“If you wanted 100 folding chairs and music stands for a string section— no problem,” he says. “But there were no instrument cables over ten feet! And I had to be careful about pointing out problems because of the culture there. A technical issue might be taken as a personal criticism. In general, the engineers dictate how the artists do things. So the fact that we listened to the band’s suggestions set a standard for what they should demand for themselves in the future.”
Hardgroove found a more congenial environment at A-String Entertainment studios. “It was beautiful,” he says. “Granite floors, wood accents, big glass doors, a Neve Capricorn, and a Taiwanese owner who had been working all night long. It was a much more passion-driven environment. The woman who showed us around was a singer, and into the music culture, so we didn’t feel like we were being looked down upon because of the genre of music we were doing.”
As to the music itself, Hardgroove says, “All these guys are incredible players. The only issue we had was I needed to show the singer/bassist some bass techniques for recording— like when going from an A to E, don’t go from one open string to another. You play the A on the E string. We also had an arrangement with Gibson where the band could pick what they wanted for recording from the local showroom. They chose a Thunderbird bass, a 1960 Les Paul reissue, and an Explorer. On the T-Bird—which has a hollow center—I encouraged the bassist to use the neck pickup instead of the bridge to get more low end.
But aside from a few tweaks, it took a lot less to get something out of them than most bands I’ve produced. And they were playing great stuff—interesting changes, with a depth of harmonic knowledge that kids in the U.S. don’t have. They mixed genres seamlessly—’50s, Metallica, AC/DC, Clash—
but they also had their own voice.” There were a few modern technical gaps, however. “Take tuning,”
notes Hardgroove. “They didn’t own any tuners before we came. They tuned everything by ear. We tried to find a Boss tuner, and then we had to remind them constantly to tune up before a take. We wanted to raise the standards a bit. Even slightly out-of-tune records sound weak instead of powerful.”
Punch-ins were also a bit unusual. According to engineer Michael Chavez: “They did punches as an
entire band—not individual parts— because that kept a better vibe. We’d want them to keep going, and just punch the part, but they’d stop, then go ahead and pick up from where they left off. Besides, there
was no timing reference on which to base the punches on because there was no click track.”
For Hardgroove, that was a conscious decision.
“We wanted to make a rock record,” he says. “No click track. No, ‘Hey, we’ll replace that later.’ That’s
what happens when technical people start making the call, and I’m a music guy. It was a real pleasure working with the band, because they were good enough players that they nailed the way I wanted the record to sound.” As to the rock scene in general, Hardgroove notes, “The problem isn’t so much low standards, as no standards.

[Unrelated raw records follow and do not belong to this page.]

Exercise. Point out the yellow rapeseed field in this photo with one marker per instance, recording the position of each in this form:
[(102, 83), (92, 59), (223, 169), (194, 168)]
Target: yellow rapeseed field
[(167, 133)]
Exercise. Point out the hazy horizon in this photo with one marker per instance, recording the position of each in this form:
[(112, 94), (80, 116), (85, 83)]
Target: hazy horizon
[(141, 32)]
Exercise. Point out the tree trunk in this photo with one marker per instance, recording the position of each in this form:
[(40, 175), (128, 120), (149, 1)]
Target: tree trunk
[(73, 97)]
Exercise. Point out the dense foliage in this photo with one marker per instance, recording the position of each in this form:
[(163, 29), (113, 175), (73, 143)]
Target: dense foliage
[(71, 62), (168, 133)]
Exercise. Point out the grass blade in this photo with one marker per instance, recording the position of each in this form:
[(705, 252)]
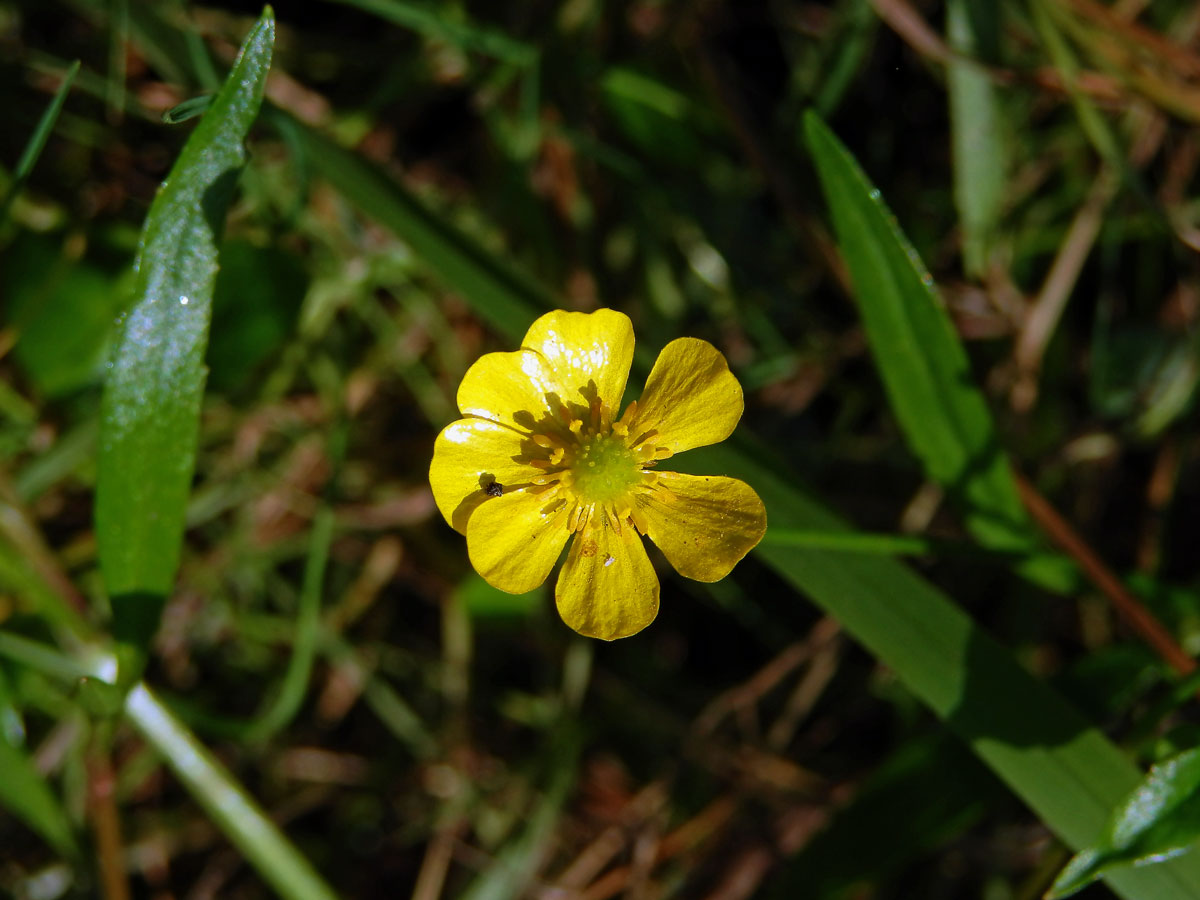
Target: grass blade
[(151, 403), (37, 141), (25, 793), (976, 119), (249, 828), (505, 299), (924, 369), (1061, 766), (435, 23)]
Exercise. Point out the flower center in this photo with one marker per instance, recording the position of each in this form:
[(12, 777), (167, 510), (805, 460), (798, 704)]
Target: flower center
[(591, 468), (604, 468)]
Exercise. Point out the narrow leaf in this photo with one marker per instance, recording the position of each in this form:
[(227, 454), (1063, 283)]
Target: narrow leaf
[(27, 796), (151, 403), (977, 141), (1159, 820), (1061, 766), (37, 141), (247, 826), (924, 369)]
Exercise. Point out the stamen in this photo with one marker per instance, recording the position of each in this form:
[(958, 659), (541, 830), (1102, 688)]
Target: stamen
[(613, 519), (630, 414), (666, 495)]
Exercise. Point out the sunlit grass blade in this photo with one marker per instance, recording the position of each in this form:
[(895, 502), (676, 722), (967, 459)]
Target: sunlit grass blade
[(151, 403), (1041, 747), (25, 795), (37, 141), (924, 369), (247, 827), (505, 299)]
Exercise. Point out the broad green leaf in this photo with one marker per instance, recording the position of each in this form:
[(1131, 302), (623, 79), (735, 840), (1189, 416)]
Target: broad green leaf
[(25, 795), (151, 403), (1047, 753), (1159, 820), (976, 123), (924, 369)]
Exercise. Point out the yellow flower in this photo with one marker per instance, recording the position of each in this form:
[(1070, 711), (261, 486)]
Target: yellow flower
[(540, 455)]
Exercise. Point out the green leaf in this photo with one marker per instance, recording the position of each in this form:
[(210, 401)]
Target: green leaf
[(924, 369), (1043, 749), (25, 795), (1049, 755), (63, 310), (976, 121), (37, 141), (151, 403), (249, 828), (1159, 820), (503, 297)]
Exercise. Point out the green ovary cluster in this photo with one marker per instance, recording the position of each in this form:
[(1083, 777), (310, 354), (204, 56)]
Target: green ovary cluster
[(603, 468)]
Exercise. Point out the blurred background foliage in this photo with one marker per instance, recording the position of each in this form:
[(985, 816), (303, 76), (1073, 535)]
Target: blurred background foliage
[(646, 155)]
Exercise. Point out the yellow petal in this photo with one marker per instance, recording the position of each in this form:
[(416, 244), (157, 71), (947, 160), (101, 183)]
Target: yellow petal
[(589, 352), (706, 525), (469, 455), (691, 399), (514, 540), (510, 388), (607, 587)]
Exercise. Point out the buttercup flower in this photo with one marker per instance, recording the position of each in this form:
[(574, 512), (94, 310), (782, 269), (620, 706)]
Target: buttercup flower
[(540, 455)]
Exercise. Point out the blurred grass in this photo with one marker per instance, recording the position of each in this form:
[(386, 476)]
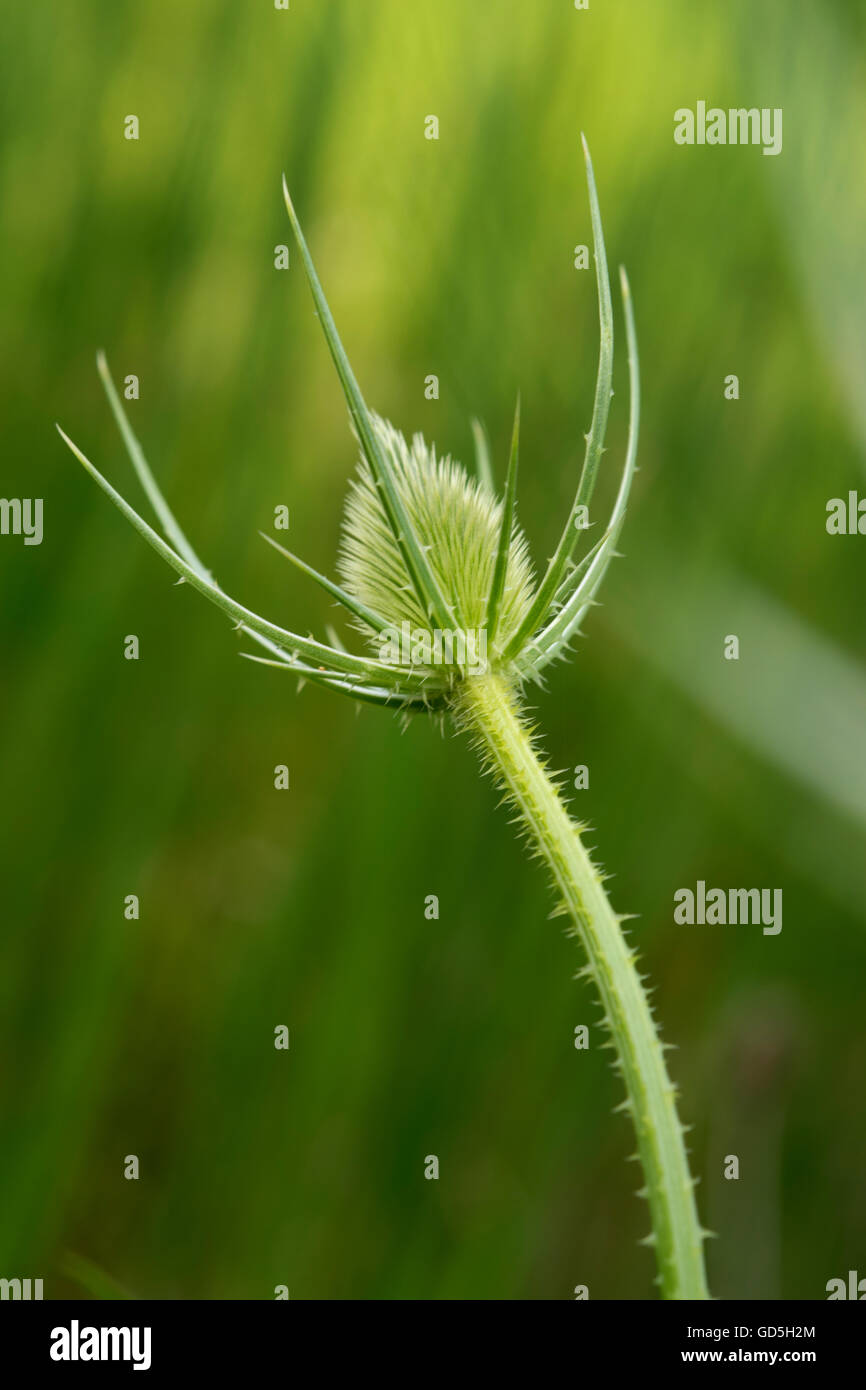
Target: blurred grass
[(156, 777)]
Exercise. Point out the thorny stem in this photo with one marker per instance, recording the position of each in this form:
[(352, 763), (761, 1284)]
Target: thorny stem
[(488, 710)]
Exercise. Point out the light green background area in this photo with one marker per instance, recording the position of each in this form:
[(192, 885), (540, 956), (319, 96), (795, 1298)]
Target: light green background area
[(413, 1037)]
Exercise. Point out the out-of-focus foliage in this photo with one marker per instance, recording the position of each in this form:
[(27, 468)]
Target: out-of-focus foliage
[(306, 908)]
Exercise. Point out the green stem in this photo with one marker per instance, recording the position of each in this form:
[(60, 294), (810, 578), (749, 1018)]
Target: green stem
[(489, 712)]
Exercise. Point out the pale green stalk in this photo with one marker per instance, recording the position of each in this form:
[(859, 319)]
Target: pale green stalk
[(489, 713)]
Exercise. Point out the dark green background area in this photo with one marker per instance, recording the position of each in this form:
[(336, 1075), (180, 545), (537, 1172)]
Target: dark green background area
[(413, 1037)]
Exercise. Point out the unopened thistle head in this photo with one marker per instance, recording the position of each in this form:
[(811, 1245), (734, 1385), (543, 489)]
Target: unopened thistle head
[(435, 571)]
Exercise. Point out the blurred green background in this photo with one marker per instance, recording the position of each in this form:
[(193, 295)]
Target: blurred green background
[(413, 1037)]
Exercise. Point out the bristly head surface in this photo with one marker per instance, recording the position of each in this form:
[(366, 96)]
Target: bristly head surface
[(459, 521)]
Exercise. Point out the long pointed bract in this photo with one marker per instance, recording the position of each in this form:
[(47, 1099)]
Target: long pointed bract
[(317, 652), (556, 635), (505, 533), (595, 439), (377, 623), (483, 456), (423, 577)]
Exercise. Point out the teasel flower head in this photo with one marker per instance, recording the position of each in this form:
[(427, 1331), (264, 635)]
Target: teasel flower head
[(434, 569)]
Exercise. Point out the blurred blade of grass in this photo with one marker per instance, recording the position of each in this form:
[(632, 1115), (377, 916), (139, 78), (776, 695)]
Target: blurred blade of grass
[(793, 697), (86, 1275)]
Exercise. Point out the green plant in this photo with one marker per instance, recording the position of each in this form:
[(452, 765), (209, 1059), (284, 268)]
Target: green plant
[(430, 552)]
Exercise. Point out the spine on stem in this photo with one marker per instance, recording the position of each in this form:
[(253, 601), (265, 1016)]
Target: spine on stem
[(489, 712)]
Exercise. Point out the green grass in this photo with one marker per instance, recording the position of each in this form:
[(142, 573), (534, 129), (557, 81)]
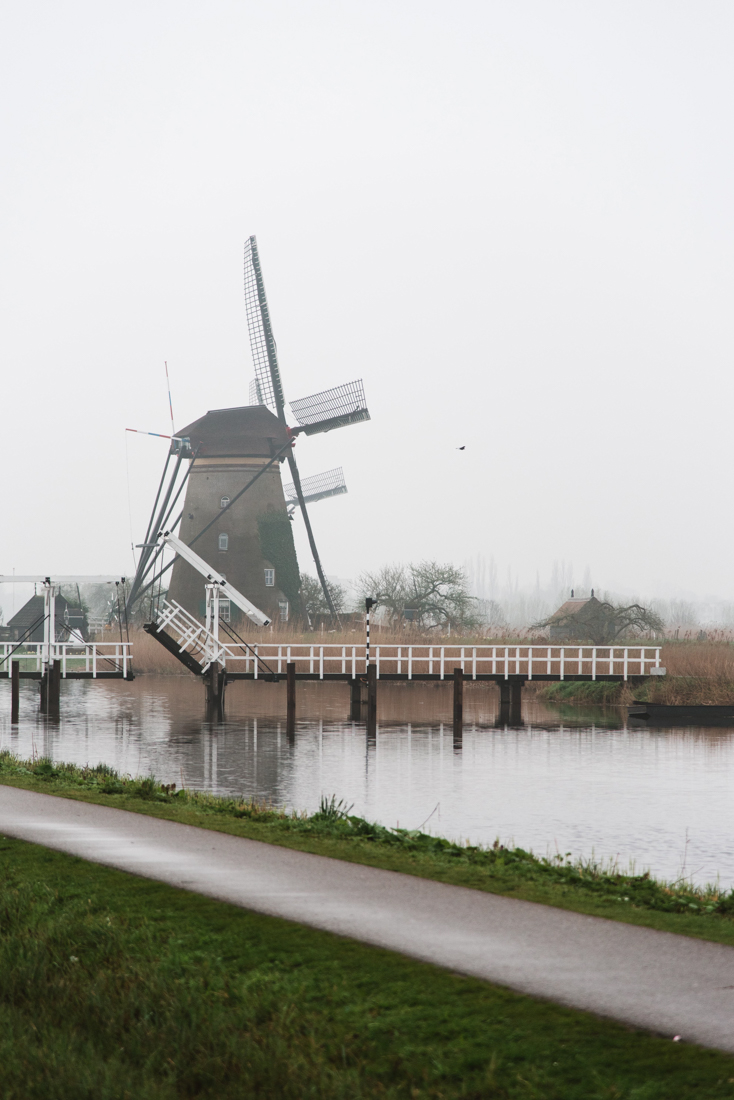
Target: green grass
[(584, 887), (117, 988), (584, 691)]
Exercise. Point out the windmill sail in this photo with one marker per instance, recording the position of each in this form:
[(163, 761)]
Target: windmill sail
[(331, 408), (267, 385), (316, 487)]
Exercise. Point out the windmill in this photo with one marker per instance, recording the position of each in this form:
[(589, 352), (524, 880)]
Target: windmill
[(324, 411), (237, 510)]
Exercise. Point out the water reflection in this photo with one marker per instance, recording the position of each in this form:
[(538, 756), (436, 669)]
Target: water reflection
[(578, 781)]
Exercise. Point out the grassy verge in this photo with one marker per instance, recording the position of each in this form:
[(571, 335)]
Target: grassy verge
[(596, 692), (112, 987), (584, 887)]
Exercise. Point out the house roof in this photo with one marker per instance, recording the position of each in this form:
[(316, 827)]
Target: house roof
[(573, 606), (251, 430)]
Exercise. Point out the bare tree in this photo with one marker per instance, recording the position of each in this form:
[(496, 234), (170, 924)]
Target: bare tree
[(602, 623), (313, 597), (427, 593)]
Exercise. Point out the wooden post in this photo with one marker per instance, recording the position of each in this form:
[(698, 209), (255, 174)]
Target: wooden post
[(291, 695), (458, 701), (14, 690), (215, 682), (210, 685), (55, 688), (511, 702), (516, 703), (355, 699), (372, 697)]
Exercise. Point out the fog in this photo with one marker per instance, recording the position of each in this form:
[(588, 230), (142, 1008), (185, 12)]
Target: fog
[(513, 220)]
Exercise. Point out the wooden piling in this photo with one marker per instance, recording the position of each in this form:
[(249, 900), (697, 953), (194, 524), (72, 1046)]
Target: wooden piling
[(55, 688), (215, 682), (458, 701), (372, 697), (14, 690), (511, 702), (291, 695), (355, 699)]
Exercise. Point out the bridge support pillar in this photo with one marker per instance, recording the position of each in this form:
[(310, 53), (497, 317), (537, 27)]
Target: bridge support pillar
[(51, 689), (372, 699), (511, 702), (14, 690), (357, 697), (458, 701), (215, 682), (291, 696)]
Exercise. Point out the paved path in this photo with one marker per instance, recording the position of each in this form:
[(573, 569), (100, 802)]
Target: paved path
[(668, 983)]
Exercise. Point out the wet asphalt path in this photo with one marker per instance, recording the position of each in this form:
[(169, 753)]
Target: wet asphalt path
[(656, 980)]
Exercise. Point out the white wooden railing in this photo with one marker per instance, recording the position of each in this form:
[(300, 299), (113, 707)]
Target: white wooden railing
[(409, 661), (91, 657)]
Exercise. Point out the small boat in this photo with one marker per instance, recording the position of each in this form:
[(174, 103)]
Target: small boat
[(661, 714)]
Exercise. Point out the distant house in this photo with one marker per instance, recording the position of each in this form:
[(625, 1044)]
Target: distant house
[(30, 618), (577, 619)]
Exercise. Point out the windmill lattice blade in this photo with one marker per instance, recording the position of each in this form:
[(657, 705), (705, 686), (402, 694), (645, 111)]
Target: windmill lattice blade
[(318, 486), (267, 388), (331, 408)]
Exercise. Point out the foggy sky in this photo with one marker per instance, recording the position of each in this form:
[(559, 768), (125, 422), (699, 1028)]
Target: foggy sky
[(513, 220)]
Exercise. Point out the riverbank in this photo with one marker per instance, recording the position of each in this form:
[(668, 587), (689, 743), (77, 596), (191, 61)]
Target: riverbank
[(583, 887), (118, 987)]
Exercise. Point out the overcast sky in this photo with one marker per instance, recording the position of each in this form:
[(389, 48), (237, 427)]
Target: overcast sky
[(513, 220)]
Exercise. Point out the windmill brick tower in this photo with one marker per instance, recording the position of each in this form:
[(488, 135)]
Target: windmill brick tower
[(226, 449), (252, 545)]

Many things that we take for granted don’t exist there—at least not yet. None of our reference points
mean anything in China, and the sooner you realize that, the better.”
So would Hardgroove go back?
“Absolutely! Everyone was really friendly. But what’s most important is that music really matters to these kids. When you appreciate that only a few decades ago they might have been killed for what they are doing now, you recognize the huge changes that are happening. It’s great to be able to show them a thing or two to help them on their way. But I think the generation of musicians coming up in China might have a few things they can show us, too.”